If the launch goes as planned, the sovereign, or SOV, will be traded alongside the local physical currency – since 1982 the US dollar – in what could prove to be a world-first experiment in the viability of digital payments, built on and controlled by the blockchain, to underpin an entire economy.
Barak Ben-Ezer, CEO of Isreali fintech company Neema, pioneered the idea and set out to persuade sovereign nations that do not trade with their own currency to adopt the idea of a digital-only system. Some view the Marshall Islands’ readiness to adopt the currency as a measure of its desire to shake off an erstwhile reputation for money laundering, and champion a progressive and, it argues, traceable system for everyday payments and transactions.

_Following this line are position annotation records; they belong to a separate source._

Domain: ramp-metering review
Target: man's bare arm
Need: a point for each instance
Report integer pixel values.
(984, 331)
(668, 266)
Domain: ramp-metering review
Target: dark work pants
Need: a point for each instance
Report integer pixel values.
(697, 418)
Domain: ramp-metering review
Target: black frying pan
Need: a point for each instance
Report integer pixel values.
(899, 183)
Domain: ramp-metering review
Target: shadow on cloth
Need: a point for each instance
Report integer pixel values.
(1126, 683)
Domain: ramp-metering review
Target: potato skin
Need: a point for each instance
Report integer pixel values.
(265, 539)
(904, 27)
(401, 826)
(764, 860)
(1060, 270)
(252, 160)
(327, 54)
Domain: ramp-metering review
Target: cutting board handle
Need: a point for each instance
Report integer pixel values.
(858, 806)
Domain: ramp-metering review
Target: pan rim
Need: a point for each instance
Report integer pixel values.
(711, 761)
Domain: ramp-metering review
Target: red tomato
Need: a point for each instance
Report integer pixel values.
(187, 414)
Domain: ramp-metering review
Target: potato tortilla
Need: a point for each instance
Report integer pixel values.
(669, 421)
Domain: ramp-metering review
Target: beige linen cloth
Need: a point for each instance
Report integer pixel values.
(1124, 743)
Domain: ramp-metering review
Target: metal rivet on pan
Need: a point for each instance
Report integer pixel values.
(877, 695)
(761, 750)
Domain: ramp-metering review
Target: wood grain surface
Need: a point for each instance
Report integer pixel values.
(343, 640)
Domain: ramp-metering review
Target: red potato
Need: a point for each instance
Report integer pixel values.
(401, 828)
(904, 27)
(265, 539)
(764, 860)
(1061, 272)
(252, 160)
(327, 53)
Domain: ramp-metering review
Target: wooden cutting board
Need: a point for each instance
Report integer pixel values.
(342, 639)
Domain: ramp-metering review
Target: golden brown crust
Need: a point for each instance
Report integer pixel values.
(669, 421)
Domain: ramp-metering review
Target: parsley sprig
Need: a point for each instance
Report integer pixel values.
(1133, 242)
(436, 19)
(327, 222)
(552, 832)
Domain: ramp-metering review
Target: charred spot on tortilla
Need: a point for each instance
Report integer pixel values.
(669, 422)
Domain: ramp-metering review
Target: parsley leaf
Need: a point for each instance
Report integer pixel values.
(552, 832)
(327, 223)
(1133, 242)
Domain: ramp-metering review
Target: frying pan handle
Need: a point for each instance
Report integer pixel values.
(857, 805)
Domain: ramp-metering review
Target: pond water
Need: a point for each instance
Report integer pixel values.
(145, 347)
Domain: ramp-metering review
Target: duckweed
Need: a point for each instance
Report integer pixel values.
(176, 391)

The currency has the full backing of the Marshall Islands’ government. Once launched, the two currencies, the sovereign and the US dollar, will co-exist for the time being, and the government says it has “no plans” as yet to withdraw the dollar from circulation.
A handful of other countries have set up similar projects. Venezuela has the petro, a tradeable cryptocurrency aimed at circumventing US sanctions on its economy.
David Paul, minister in assistance to the president of Marshall Islands, explained the attraction of the sovereign cryptocurrency, pointing out: “While there is understandable concern by policy makers and regulators worldwide of the misuse of cryptocurrencies for tax evasion, money laundering, and terrorist financing, the SOV is designed on purpose to be unusable for these purposes.”
Unlike traditional hard currencies, cryptocurrency transactions are recorded on the blockchain, a ledger whose unique coding is regarded as extremely secure. Cryptocurrency wogs are divided between those who laud the security of currencies such as bitcoin, and those who warn the built-in anonymity gives rise to criminal behaviour.
The brave new experiment now underway in the Marshall Islands could go some way to settling the matter once and for all.